Babalar Günü’nde bir kez daha gördük ki, evlerimizin başköşesinde oturması gereken yaşlılarımız artık huzur evlerine bırakılıyor. Toplum olarak bunu yeniden ve ivedi olarak sorgulamalıyız.
Farklı gerekçelerle evlerinden uzaklaştırılan yaşlı anne ve babaların huzur evlerinde hak etmedikleri bir yalnızlık yaşadıklarını, bu sosyal çürümenin bütün aileler için büyük tehdit oluşturmaya başladığını gördük. Yüzyıllar boyunca evin başköşesinde oturan, torunlarının yaşamına, ailenin birliğine büyük değer katan yaşlıların ‘kocam istemiyor’, ‘karım istemiyor’ şeklinde farklı bahanelerle huzur evlerine yönlendirildiğine şahit olmaktayız maalesef.

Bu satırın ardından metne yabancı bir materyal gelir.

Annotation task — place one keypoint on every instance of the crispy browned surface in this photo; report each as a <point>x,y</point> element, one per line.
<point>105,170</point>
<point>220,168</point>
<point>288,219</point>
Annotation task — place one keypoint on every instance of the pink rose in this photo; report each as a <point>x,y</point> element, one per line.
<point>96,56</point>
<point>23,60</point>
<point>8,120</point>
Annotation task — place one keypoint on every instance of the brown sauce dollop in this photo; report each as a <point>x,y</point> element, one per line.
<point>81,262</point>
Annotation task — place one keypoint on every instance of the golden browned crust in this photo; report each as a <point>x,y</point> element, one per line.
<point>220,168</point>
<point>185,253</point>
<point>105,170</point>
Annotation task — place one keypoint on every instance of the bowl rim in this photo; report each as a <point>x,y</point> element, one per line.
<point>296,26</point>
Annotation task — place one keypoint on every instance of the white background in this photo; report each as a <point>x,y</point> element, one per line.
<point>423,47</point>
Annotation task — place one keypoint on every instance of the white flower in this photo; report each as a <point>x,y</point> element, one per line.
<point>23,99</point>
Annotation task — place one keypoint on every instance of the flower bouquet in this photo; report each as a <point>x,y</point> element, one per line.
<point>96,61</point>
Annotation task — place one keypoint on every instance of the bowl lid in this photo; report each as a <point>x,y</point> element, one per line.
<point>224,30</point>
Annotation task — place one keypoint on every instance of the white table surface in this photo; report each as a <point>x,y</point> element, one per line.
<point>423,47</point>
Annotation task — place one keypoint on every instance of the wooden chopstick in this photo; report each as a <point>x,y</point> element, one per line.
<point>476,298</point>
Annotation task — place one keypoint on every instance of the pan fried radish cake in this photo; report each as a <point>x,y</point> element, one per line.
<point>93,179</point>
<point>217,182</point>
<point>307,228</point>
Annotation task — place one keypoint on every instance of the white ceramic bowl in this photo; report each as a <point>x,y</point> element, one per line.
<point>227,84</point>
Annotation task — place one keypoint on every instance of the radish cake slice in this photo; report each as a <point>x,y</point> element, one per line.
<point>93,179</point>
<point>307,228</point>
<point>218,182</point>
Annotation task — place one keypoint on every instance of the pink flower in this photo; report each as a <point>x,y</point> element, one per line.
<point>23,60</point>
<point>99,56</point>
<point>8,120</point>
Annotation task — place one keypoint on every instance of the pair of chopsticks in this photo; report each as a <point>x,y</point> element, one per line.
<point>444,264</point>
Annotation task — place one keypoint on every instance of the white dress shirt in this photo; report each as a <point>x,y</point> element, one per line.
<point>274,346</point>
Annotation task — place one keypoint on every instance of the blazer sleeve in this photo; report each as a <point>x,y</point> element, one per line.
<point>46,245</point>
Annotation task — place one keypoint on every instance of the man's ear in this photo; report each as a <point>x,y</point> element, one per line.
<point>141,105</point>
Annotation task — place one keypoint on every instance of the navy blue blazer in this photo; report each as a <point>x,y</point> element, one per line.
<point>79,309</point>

Babalarımızın bu özel gününü bir fırsat bilerek önemli bir husussa dikkat çekmek istiyorum. Egoizm bir silindir gibi bütün değerlerimizi ezip geçiyor. Sosyal çürüme yaşlılarımız için büyük tehlike oluşturmaya başladı. Aile ortamına şefkate, merhamete, çocuklarının sevgisine, ilgisine yardımına en çok muhtaç oldukları dönemde farklı gerekçelerle yaşlılarımız huzur evlerine bırakılıyor.
Babalık ve anneliğin koşulsuz sevgi olduğunu unutmamalıyız. Babalık ve annelik hiçbir hesaba dayanmaz. Büyük fedakarlıklarla yetiştirdikleri evlatlarının, torunlarının, yanında geriye kalan yaşamlarını tamamlamak isterler. Dinimiz, geleneklerimiz, aile kültürümüz, ahlaki kriterlerimiz bunu gerektiriyor. İslamiyet evlatlarını bu konuda birinci derecede sorumlu kılıyor. Dinimiz anneye babaya öf demeyi bile yasaklamıştır. Hiçbir anneye, babaya huzur evi yakışmıyor, yakışmaz.“
Özel ve kamuya ait huzur evi sayısının hızla artması da bu sosyal gerçeğin bir parçasıdır., Bugün sayları binlerle ifade edilen kamu ve özel huzur evlerinin bütün olanaklara, konfora rağmen yaşlıları evleri, çocuklarının yanı, ailenin sıcaklığı kadar mutlu edemez. Lütfen yaşlılarımıza biraz daha saygı ve ilgi.